Seek and ye shall find (Mt.7:7).#6. “Seeking glory.”

Seek and ye shall find (Mt.7:7).#6. “Seeking glory.”

The prize of pride is glory—the glory of man and the glory of self. Is it worth it? Most think so.

Jesus accused his enemies of trading faith for the praise of each other:

“How can you believe, when you receive glory from one another and you do not seek the glory that is from the one and only God?” (Jn.5:44).

The glory of man is a powerful drug. And like all drugs its acquisition is driven by addition and its maintenance by ruinous costs.

God did not design us to encourage the praise of others. Humility must be sought at all costs—especially at the cost of pride. By upgrading ourselves, we downgrade God.

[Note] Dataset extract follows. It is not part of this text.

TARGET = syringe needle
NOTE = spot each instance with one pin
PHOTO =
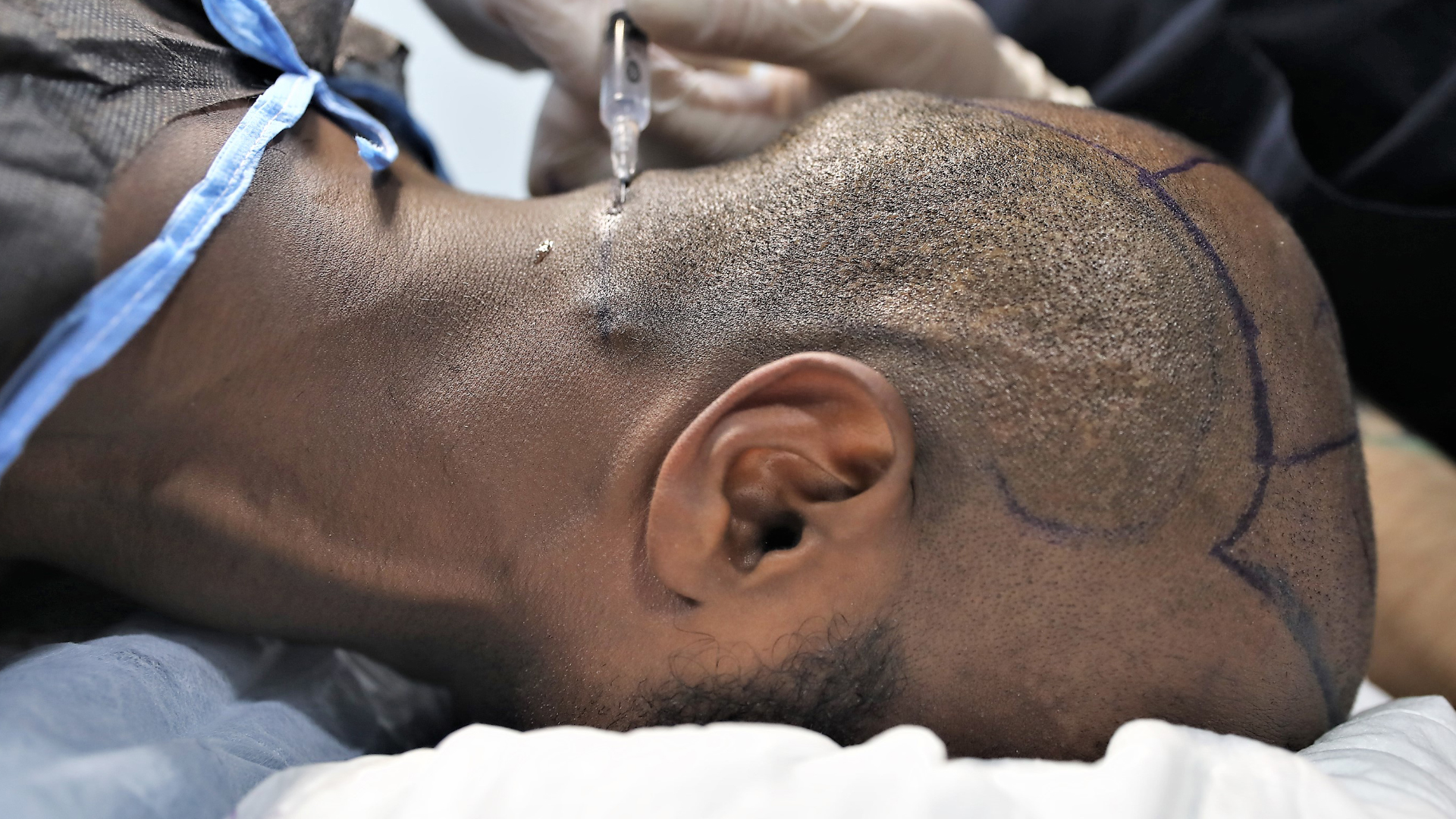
(626, 95)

Christian communities produce exceptional people. By their nature they encourage goodness and self-discipline. So, it shouldn’t surprise us that our brethren do well in what they put their hand to. When they give glory to God for their success, they are a powerful witness for Christ. However, when Christ is diminished or forgotten, they are asking for God’s discipline.

God has built into faith a means of divine elevation: Stay away from the front and wait for others to move you up; “he who humbles himself will be exalted” (Lk.14:11).

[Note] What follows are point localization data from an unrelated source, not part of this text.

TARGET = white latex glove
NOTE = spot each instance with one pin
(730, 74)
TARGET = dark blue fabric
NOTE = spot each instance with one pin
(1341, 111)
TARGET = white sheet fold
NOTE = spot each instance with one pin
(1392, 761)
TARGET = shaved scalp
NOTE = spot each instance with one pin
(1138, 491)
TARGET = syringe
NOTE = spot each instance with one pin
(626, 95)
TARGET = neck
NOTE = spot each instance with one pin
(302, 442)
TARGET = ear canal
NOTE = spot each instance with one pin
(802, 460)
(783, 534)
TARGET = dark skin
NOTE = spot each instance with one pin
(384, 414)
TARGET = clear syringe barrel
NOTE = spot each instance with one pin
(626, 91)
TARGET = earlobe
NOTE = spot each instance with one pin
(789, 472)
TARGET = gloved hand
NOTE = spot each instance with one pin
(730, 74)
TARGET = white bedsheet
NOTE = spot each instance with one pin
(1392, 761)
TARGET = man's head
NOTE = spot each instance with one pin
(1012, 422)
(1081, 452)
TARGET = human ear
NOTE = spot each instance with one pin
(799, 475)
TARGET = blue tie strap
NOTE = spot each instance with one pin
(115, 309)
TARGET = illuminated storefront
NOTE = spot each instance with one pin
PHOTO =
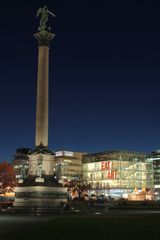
(118, 173)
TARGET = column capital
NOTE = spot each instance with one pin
(44, 37)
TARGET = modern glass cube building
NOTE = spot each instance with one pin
(118, 173)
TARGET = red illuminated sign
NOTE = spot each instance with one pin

Too many Christians associate humility with the realm of ‘Participation Medals’ and ‘B-teams.’ They cannot fathom a world where humble service in the church causes thunderous applause in heaven. A world where John the Baptizer worked every waking moment of his life to exalt the Christ. He cared nothing for fame. Of the powerful, those who could have exalted John before man, he said they were snakes and adulterers. Of himself, he said he was but ‘a voice crying in the wilderness,’ one who must decrease as Christ increases. To seek the glory of Christ and His church is all that matters.“

Humble yourselves in the presence of the Lord, and He will exalt you” (Jm.4:10).